しかし、内部人材の戦略業務への注力と言う観点でのアウトソーシングは、その視点を変え人材と言う観点に着目して進めると言う極めて戦略的な手法です。
アウトソーシングは現在仕事に従事している人の仕事を外部に移転することになり、従来対応していた人の仕事がなくなるという側面を持っています。したがって、企業の高邁な論理とは別に大きな抵抗を生む側面を持っています。したがって、人材と言う視点を考えずして成功はないと思われます。
間接部門に働く人は本当に働き甲斐を持っているのでしょうか。
また企業の立場からして、間接部門を重視しているのでしょうか。
したがって、アウトソーシングを導入する場合もこのような根本的な視点から考えてみる必要があるのではないでしょうか。私がここで言う内部人材の戦略業務への注力と言う視点でのアウトソーシングは、言い換えればこのような根本的に間接人材のあるべき姿に着目したものなのです。

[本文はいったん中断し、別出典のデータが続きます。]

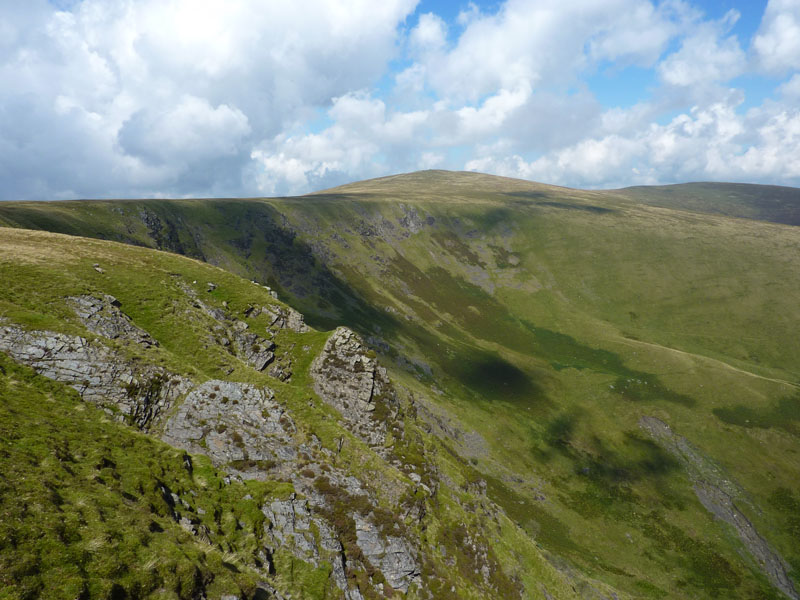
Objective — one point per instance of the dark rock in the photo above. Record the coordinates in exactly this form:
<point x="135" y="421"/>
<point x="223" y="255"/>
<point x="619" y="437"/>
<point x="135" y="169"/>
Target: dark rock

企業の立場からすると、一人残らず企業の価値を生む業務に投入することが企業の成長を生みます。「事業を推進する部門は一生懸命に対応しているのに本社はどこ吹く風だ。」という声を聞きます。これはあってはならないことです。これを解決するのには、分かりやすく言うと全員が間接的な業務でなく直接的な業務に従事させることです。
企業が独自でできないのはライバルとの優位性を獲得するため、その差異化の元である開発やマーケティングなどであることも間違いのないことです。

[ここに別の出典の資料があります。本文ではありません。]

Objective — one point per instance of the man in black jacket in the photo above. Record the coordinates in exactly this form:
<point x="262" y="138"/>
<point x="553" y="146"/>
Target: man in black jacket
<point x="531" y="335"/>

こういうと間接業務を疎んじるように受け取られがちです。しかし、そうではありません。間接業務も企業にとっては欠かせない業務には間違いはありません。
間接業務の多くは、どこの企業でも法律などで企業として不可欠な業務だけに、企業独自で行うより、更に専門性やコストの優位性を獲得できる外部の企業が存在している可能性があるはずです。また、企業にとっては間接業務であってもアウトソーサーにとっては、直接業務であるのでより専門性にも拍車がかかることにもなります。

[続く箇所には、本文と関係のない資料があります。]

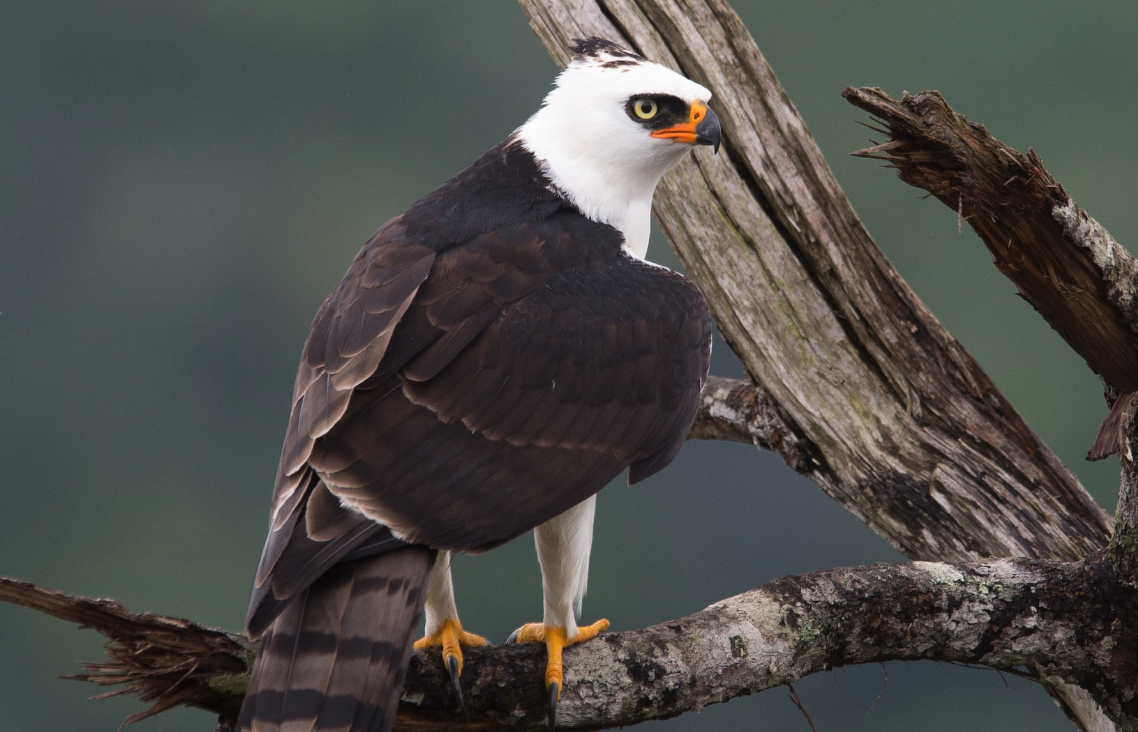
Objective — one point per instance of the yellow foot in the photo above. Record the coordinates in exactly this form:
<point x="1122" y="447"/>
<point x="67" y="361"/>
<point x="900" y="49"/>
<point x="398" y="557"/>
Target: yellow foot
<point x="452" y="638"/>
<point x="555" y="641"/>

一方、一人一人の従業員にとっても、企業独自の業務で他社との優位性を生み出させるということは、結果として個人としても世の中でオンリーワンな存在になることを促す手段でもあります。企業独自の価値を生み出す仕事こそが、やりがいのある仕事に繋がるのではないでしょうか。
つまり、アウトソーシングの導入に関しても、人材の活性化と言う側面を中心に考えるべきというのが、本日言いたかったことです。